Mim tersenyum melihat kondisi perempuan itu yang sudah tak lagi seperti dulu. Hisyam mantap menceraikan perempuan tersebut setelah fakta kebakaran tragis di panti asuhan itu terbongkar.
“Orang yang dulu berusaha menyingkirkan kita, malah membunuh anaknya sendiri. Orang yang dulu membenci kita. Sekarang dibenci oleh banyak orang. Orang yang membuat seorang wanita malang bertambah malang, kini tak lebih seperti orang gila.” Lesti hanya menoleh dan ketakutan melihat kedua orang yang kali ini berada di dekatnya. Lam dan Mim, dua orang yang masih belia kali ini berhasil membuat dirinya hancur. Mereka menggunakan cara lain untuk membuat dia seperti ini.
“Apa mau kalian? Kenapa kalian membuat aku menjadi seperti ini? Katakan! Apa mau kalian?” Lam sendiri tersenyum mendengar perempuan itu yang tampak nyaris histeris.
“Kami hanya mau kau merasakan apa yang dirasakan oleh ibu kami. Aku hanya mau kau menjadi seperti ibu kami.”
“Maksudmu?”
“Kau harus menebus semua kesalahanmu. Kau harus membayar semua yang pernah kau perbuat pada kami.” Lesti menggeleng dan langsung pergi. Mim sendiri dengan hentakan kakinya langsung membuat Lesti terjatuh. Perlahan, dia mendekat dan menjambak perempuan itu yang sudah lemah. Lesti hanya bisa meringis.

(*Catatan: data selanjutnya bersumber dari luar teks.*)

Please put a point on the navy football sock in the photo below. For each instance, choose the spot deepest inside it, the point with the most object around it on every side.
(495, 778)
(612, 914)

“Mim, aku minta maaf. Aku tidak pernah bersalah dalam kejadian itu.”
“Tidak bersalah? Apa kau tidak pernah memikirkan nasib ibuku dan Tante Ima? Apa kau tidak pernah memikirkan nasib keluarga pengelola Bintang Gemilang? Apa kau tidak pernah mekikirkan nasib anak yang tinggal di tempat itu setelah panti asuhan itu harus ditutup?”
“Mim, kau harus tau. Sejak kejadian itu, aku selalu dihantui perasaan bersalah. Sejak kejadian itu, aku sering mengalami mimpi buruk. Aku bahkan harus beberapa kali melaksanakan terapi ke profesional. Kau harus tau itu.”

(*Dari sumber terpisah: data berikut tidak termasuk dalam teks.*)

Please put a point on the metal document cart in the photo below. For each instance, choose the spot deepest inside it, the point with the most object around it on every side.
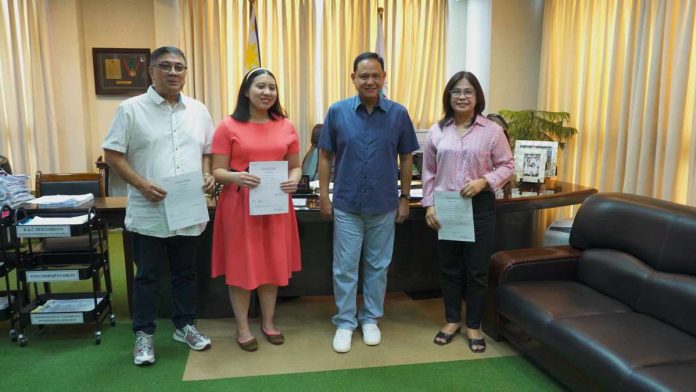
(63, 245)
(9, 256)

“Aku tidak mau tau. Kau sudah tega membakar tempat itu. Itu artinya, kau sengaja ingin menghilangkan tempat tinggal yang nyaman untuk aku dan teman-temanku. Tidak ada yang namanya anak emas seperti yang disebarkan oleh beberapa orang yang tidak bertanggung jawab. Tidak ada yang namanya diskriminasi yang kami terima. Aku sebagai anak cacat, tidak pernah mengalami hal itu, sama sekali tak dibedakan.” Mim menatap wanita itu dengan tajamnya. Lesti hanya menangis dan terus meminta maaf atas kejadian yang dialami Mim beberapa tahun belakangan. Seluruh hidupnya penuh dengan air mata, terutama setelah kematin sang ibu.

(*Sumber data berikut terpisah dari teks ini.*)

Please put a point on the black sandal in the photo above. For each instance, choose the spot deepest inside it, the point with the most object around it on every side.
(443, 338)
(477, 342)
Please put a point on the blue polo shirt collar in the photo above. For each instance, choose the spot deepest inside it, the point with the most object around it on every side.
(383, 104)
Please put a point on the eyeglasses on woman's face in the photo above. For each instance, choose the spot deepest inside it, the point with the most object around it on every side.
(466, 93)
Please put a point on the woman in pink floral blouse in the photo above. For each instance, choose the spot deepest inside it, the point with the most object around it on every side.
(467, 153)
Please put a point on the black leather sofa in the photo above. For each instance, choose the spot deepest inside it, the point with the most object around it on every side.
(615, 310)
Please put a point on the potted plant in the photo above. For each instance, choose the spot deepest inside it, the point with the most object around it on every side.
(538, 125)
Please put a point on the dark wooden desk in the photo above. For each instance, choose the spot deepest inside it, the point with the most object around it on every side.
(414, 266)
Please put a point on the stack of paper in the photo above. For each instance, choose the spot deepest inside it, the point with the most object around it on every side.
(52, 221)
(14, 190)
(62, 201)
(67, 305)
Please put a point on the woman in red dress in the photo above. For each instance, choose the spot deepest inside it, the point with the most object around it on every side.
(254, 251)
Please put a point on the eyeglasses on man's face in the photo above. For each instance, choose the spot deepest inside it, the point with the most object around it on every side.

“Asal kau tau, Mim dapat ruangan khusus bukan karena dapat perlakuan yang istimewa. Tapi, saat itu, kondisi kesehatannya memang mengkhawatirkan. Orang tua asuh kami tidak ingin teman-teman kami yang lain mengidap penyakit yang sedang Mim lawan. Tapi, dia sama sekali hak yang harusnya dia dapat dikurangi.” Mim sendiri tersenyum melihat Lesti terus bersimpuh. Dia kali ini bisa melihat seseorang yang membuat sang ibu begitu lemah kini juga mengalami hal yag sama.
“Sudah lama aku menantikan pemandangan seperti ini. Sudah lama aku menginginkan hal semacam ini. Kali ini semua terjadi dan aku lihat secara langsung.” Mim hanya menatap Lesti yang kali ini bisa menangis.